Driskel has also been working on lessening the hits he takes by being smarter with the ball on blown plays, knowing how to move within the backfield and when to throw the ball away or run out of bounds.

“We did a lot of work trying to really, really know the protections rather than just have a feel for them,” he explained. “I think we know exactly what we’re doing and we can get the line into better situations but us making calls and stuff like that. I think we’re a lot more firm up front because they know what they’re doing and the quarterbacks as well as the [running] backs know exactly what they’re doing.”

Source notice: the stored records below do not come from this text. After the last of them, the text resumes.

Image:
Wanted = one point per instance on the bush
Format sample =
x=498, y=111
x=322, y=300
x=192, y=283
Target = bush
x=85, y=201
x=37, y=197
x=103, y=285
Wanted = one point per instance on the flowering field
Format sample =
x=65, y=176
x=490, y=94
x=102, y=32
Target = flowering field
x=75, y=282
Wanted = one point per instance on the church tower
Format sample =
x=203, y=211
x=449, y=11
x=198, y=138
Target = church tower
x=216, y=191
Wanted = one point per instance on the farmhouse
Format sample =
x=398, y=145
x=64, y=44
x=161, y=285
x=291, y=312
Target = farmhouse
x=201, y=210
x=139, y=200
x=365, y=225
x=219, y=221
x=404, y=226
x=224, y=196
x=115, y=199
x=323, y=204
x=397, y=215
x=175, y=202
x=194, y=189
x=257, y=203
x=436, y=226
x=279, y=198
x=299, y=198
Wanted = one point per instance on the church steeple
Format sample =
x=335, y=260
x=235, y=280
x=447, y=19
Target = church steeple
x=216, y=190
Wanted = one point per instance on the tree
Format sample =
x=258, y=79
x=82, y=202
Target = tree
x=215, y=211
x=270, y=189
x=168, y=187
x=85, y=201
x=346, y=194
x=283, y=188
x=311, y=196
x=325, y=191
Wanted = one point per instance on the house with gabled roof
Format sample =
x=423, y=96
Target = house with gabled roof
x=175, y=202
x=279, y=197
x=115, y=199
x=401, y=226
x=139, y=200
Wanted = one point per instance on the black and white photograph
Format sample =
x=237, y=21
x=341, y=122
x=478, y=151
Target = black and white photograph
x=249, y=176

Keeping Driskel healthy is of paramount importance for the Gators this season and could very well be the difference between the team’s first trip to Atlanta, GA, since 2009 or yet another season where Florida falls short of expectations.

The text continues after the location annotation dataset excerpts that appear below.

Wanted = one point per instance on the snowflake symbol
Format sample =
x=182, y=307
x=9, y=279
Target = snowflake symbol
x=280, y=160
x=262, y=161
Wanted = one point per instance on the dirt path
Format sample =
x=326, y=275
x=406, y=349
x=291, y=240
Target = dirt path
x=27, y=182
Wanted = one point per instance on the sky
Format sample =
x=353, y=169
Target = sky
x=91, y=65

» On the Gators’ wide receivers: “I think they have improved tremendously. Coach Joker [Phillips has really helped them out a lot. Some of the freshmen have started to step up a little bit. They kind of know what they’re doing a little bit more now. I think we’re going to be able to hit some big plays and really stretch the field because we have some speed outside.”

» On if Florida can advance to the SEC Championship Game: “I think so. I think we have a really good team. We’re a close-knit bunch of guys. We were so close last year, and we could taste it. We really want to get there this year. I think we have a good chance to get there.”

» On the tight ends: “There’s four guys battling out there. They’re making plays yesterday. We did some two-minute offense type deal. I think I hit Clay Burton three times in a row. So we really have gotten a lot more production from the tight ends. They’ve gotten a lot better. I’m excited to see how it plays out through the rest of camp.”

» On signing autographs: “It’s a thing for the fans. I’m not going to be one to sign a bunch or do anything like that. You just got to follow the rules. You can’t get paid for your autograph or anything like that.”

» On if fans bother him for autographs often: “Not really. There have been a lot of stars here, so people tend to kind of be able to leave mea lone and stuff like that. But after the game, if there are a couple of kids that come up and ask for my autograph, I’ll be glad to give it to them.”

» On if family and friends bother him for autographs: “I’m definitely not on the same level as him. My family and friends tend to leave me alone, so I’m grateful for that.”

» On junior cornerbacks Marcus Roberson and Loucheiz Purifoy: “They’re tough. Marcus is really fast, has great technique. Loucheiz is a little more physical, has more length to him.”